While North Lands’ links with Strathclyde University researchers could lead to a return to traditional glassmaking techniques, and a potentially ‘game changing’ new method of removing impurities from recycled household glass to create high quality glass for art projects.
The revival of interest in glassmaking ignited by the Netflix programme follows years of decline. Once a major industry in Scotland rooted in the 16th century and which boomed to see glassmaking factories dotted around the country, the skill eventually faded.
The high precision art of scientific glassblowing and sheet glass blowing have been included in the Heritage Crafts Association red list of endangered crafts.

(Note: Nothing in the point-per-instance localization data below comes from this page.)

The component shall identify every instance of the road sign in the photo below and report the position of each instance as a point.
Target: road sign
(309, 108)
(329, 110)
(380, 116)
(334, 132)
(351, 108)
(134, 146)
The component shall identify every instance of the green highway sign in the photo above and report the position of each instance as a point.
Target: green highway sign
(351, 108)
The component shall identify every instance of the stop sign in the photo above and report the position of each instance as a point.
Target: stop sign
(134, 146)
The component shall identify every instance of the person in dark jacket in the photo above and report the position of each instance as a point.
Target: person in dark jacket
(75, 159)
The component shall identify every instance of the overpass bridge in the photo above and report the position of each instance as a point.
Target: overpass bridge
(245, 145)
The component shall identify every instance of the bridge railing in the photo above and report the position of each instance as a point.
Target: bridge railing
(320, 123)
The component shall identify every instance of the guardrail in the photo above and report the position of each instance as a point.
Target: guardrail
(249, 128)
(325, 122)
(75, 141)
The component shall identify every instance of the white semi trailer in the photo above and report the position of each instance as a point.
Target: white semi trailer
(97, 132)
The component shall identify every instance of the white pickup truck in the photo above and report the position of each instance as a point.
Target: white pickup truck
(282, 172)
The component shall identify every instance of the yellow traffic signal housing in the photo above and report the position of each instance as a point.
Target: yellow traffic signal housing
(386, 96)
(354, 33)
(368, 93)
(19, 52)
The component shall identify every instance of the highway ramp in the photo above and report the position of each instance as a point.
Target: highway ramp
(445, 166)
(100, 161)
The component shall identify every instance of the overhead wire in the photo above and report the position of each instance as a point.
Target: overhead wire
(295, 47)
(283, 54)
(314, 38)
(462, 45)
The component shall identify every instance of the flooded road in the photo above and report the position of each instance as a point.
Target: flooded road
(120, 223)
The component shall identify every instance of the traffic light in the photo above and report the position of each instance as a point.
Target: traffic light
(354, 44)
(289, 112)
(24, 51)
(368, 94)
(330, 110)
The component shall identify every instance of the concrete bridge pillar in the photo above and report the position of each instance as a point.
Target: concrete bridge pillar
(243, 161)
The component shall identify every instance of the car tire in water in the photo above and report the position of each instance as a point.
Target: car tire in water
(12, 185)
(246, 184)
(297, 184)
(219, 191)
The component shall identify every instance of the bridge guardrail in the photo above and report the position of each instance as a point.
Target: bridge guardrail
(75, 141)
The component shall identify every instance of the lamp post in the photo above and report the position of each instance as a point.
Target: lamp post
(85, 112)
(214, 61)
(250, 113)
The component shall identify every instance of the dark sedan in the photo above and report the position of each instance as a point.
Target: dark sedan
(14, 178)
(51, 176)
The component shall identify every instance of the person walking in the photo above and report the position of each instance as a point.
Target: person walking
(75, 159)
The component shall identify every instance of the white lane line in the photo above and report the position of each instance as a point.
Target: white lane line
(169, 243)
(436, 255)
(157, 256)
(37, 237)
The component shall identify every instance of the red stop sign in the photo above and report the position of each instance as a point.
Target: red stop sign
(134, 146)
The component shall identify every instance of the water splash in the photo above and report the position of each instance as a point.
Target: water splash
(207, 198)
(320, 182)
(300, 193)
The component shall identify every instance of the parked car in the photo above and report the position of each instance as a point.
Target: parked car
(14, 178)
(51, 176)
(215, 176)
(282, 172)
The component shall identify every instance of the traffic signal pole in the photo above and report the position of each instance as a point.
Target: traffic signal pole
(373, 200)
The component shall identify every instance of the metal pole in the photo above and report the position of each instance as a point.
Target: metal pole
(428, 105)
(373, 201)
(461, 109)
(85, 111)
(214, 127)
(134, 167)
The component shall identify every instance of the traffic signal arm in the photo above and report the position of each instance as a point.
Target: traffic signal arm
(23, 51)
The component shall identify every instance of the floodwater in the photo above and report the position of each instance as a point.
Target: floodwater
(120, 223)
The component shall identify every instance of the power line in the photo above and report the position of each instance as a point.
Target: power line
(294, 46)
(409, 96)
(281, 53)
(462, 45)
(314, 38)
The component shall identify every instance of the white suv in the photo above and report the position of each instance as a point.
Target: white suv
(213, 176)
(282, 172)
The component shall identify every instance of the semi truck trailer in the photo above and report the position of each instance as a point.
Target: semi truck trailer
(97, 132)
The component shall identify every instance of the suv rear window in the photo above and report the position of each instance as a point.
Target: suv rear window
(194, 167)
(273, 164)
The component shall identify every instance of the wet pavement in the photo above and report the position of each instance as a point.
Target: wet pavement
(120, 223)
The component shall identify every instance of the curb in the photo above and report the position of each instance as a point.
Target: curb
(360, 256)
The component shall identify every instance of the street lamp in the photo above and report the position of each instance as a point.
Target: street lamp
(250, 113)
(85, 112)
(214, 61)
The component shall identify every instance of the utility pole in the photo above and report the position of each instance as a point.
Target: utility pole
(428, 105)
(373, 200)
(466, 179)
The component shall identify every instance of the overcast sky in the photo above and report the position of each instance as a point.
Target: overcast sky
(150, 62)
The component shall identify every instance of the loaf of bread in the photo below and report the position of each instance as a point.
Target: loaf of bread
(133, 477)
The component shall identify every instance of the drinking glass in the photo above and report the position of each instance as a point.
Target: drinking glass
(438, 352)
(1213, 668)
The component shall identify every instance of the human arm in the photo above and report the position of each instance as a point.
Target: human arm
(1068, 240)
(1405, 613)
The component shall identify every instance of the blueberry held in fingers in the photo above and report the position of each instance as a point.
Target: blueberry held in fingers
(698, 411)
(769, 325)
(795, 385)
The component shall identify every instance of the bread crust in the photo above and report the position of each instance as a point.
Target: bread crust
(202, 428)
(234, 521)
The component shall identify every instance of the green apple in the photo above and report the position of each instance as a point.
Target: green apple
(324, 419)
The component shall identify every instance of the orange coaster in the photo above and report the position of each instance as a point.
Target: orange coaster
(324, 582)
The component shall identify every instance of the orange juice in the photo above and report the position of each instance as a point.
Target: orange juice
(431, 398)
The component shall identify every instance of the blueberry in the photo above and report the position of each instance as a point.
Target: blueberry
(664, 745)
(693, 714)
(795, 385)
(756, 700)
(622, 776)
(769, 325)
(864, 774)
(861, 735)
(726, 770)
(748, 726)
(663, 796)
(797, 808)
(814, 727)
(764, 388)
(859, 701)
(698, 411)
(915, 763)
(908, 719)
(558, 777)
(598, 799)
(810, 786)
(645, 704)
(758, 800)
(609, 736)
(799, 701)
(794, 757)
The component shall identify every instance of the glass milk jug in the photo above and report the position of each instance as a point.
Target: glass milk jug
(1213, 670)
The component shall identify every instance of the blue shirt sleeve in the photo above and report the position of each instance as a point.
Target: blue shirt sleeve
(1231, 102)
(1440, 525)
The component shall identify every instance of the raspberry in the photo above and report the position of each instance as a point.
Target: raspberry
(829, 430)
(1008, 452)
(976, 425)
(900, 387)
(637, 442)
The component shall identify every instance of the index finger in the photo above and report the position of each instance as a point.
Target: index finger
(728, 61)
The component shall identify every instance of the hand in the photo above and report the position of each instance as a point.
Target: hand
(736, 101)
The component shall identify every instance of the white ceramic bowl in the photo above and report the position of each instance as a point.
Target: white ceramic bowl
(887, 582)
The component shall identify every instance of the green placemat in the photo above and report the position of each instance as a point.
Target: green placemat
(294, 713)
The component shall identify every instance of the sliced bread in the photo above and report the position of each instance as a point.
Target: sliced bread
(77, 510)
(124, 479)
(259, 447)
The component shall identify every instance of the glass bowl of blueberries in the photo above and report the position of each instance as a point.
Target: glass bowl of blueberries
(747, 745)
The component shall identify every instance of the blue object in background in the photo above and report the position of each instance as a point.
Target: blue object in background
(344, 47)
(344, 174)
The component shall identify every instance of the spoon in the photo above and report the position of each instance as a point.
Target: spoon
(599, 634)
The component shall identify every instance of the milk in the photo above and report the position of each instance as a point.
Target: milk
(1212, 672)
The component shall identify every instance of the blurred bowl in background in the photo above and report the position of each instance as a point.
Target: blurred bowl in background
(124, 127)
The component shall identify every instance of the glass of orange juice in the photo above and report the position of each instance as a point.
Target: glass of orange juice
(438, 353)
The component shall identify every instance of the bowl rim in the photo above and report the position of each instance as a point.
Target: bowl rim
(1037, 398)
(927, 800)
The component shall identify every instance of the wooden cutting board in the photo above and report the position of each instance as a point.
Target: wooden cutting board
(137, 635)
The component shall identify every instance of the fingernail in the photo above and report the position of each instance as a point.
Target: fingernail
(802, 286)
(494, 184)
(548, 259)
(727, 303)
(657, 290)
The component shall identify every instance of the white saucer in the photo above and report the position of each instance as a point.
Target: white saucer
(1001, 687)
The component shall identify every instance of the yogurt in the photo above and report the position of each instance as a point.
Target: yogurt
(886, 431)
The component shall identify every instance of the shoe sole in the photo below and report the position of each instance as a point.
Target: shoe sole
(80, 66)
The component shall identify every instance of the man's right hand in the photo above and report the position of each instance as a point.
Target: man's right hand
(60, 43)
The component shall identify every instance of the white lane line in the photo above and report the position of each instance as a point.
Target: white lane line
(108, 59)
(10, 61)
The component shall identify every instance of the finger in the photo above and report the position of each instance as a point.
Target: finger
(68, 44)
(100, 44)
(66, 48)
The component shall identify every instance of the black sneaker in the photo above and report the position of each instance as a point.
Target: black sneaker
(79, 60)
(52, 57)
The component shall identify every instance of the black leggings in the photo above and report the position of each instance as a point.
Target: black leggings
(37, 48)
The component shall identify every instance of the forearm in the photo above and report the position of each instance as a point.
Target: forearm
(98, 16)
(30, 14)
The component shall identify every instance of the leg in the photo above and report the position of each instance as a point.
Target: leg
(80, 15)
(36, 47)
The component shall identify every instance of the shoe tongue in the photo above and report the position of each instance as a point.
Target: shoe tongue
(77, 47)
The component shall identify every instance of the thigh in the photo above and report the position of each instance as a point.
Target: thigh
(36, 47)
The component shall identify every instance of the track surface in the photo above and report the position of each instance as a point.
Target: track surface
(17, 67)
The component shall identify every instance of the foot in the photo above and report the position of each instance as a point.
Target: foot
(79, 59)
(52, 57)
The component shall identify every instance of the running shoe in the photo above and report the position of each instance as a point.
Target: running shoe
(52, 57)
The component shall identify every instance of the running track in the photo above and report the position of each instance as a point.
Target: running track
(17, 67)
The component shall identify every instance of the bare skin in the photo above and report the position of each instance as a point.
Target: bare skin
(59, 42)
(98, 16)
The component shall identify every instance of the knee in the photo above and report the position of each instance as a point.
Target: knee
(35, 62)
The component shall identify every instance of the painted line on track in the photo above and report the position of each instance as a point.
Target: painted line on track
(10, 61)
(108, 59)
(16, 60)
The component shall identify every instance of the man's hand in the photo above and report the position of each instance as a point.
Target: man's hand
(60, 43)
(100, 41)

In response, Glasgow-based freeform glassblower Siobhan Healy, whose stunning botanical inspired glass sculptures have attracted international interest, has launched Healy Arts, aimed at nurturing artists interested in working with specialist materials and endangered crafts such as scientific glassware.
She says many elements combine to make glass a fascinating material to work with.
“It’s the most interesting material to work with, it has the capacity to be almost anything, solid, liquid, hot, malleable, opaque, hard.
“It’s the richness of colour, the way that light passes through it , the way it changes and the optical illusions it creates. I love it.”
But its fragile nature poses occasional problems: “You can be working on something for age and it hits the ground. You just have to say ‘ok’ and go again.”
Stained glass artist Pinkie Maclure, whose striking contemporary scenes are inspired by traditional church windows, can spend up to three months creating one dazzling work.
“A lot of people think I’m crazy for spending so long on something like this, but I enjoy it,” she says. “You can’t go fast, or you’ll cut off your finger and it’ll look terrible.”
Her method is barely changed from those of 12th century artists. “Stained glass is incredibly beautiful and mesmerising. That’s why they used it in the first place; people couldn’t read, 90% of the population was illiterate, but they could see the stories in the images.”
The calm, slow pace of working with stained glass can easily be shattered in the blink of an eye. Yet that fragility of the material doesn’t faze her.
“Sometimes it cracks in the kiln, sometimes it’s dropped. If it’s smashed to smithereens, you just have to go back to day one. If it’s cracked in the kiln which can happen occasionally, it doesn’t really matter.
“That’s what I like about medieval windows, millions of repairs gives them their own individuality.”